Çünkü Türkiye’nin adaletli ve aydınlık yarınları için bu zarf ivedi bir şekilde açılmalı, yargının üzerindeki siyasi baskı kaldırılmalı ve böylelikle, bu suça karışan her kim varsa adil bir şekilde yargılanıp kanunların öngördüğü cezayı almalıdır.”
Cinayette MHP ve Ülkü Ocakları izleri
Sinan Ateş’in 30 Aralık 2022’de Ankara’da sokak ortasında öldürülmesiyle ilgili iddianame bir buçuk yıl sonra hazırlandı. Hakkında işlem yapılan toplam 39 kişiden yurtdışına çıkış yasağı getirilen 17’si hakkında ise soruşturmanın ayrı bir dosya üstünden yürütüleceği bildirilmişti.
Ankara 32. Ağır Ceza Mahkemesi’nce kabul edilen iddianamede 22 sanık yer aldı. Sanıkların “tasarlayarak öldürme”, “öldürmeye teşebbüs” “suça azmettirme” ve “suça yardım etme” suçlarından yargılanmasına 1 Temmuz 2024’te başlanmıştı.
İddianameye Sinan Ateş’in eşi Ayşe Ateş’in ifadesinden sadece üç cümle alınması, sanıkların MHP ve Ülkü Ocakları bağlantmiştiılarından bahsedilmemesi tepki çek. İddianamede sanık olarak yer alan Tolgahan Demirbaş’ın geçenlerde Devlet Bahçeli’nin danışmanlığı görevinden alınan dönemin MHP Milletvekili Olcay Kılavuz’un evinde yakalandığı iddiasının soruşturulmadığı görülmüştü.

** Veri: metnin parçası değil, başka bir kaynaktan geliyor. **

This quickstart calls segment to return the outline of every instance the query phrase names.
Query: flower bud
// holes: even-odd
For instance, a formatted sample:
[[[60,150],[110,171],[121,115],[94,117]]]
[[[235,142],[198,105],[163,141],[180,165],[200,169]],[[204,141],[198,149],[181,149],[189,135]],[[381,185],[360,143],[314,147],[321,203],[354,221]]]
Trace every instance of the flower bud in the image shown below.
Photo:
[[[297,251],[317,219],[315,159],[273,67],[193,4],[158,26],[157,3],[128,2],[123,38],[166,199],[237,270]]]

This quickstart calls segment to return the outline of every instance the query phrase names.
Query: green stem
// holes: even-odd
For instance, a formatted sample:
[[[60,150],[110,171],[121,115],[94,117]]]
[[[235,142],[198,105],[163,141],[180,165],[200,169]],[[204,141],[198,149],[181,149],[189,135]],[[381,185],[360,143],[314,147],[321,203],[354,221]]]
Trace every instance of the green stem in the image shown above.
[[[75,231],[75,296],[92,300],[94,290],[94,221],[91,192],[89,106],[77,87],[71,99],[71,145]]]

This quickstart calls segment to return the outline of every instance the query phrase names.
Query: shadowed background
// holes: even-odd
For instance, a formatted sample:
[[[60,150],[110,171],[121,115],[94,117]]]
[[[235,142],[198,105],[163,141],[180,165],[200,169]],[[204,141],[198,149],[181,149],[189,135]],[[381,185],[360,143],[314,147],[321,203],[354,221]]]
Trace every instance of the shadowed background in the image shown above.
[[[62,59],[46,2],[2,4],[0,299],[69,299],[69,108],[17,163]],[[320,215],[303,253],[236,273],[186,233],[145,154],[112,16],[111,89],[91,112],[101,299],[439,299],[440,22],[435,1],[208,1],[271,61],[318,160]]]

Yine iddianamede eski Ülkü Ocakları yöneticilerinden Tolgahan Demirbaş ile Emre Yüksel’in cinayetten sonra kullandığı çakarlı aracın plakası dahi verilmedi, araçtan sadece “Audi marka” şeklinde bahsedildi. Ayşe Ateş’in iddianamede yer verilmeyen ifadesinde bu aracın plakasının 06 AT 5021 olduğu anlatılmıştı. “06 AT 5021” plakalı araç ise Ülkü Ocakları Genel Başkanı Ahmet Yiğit Yıldırım tarafından kullanılıyordu.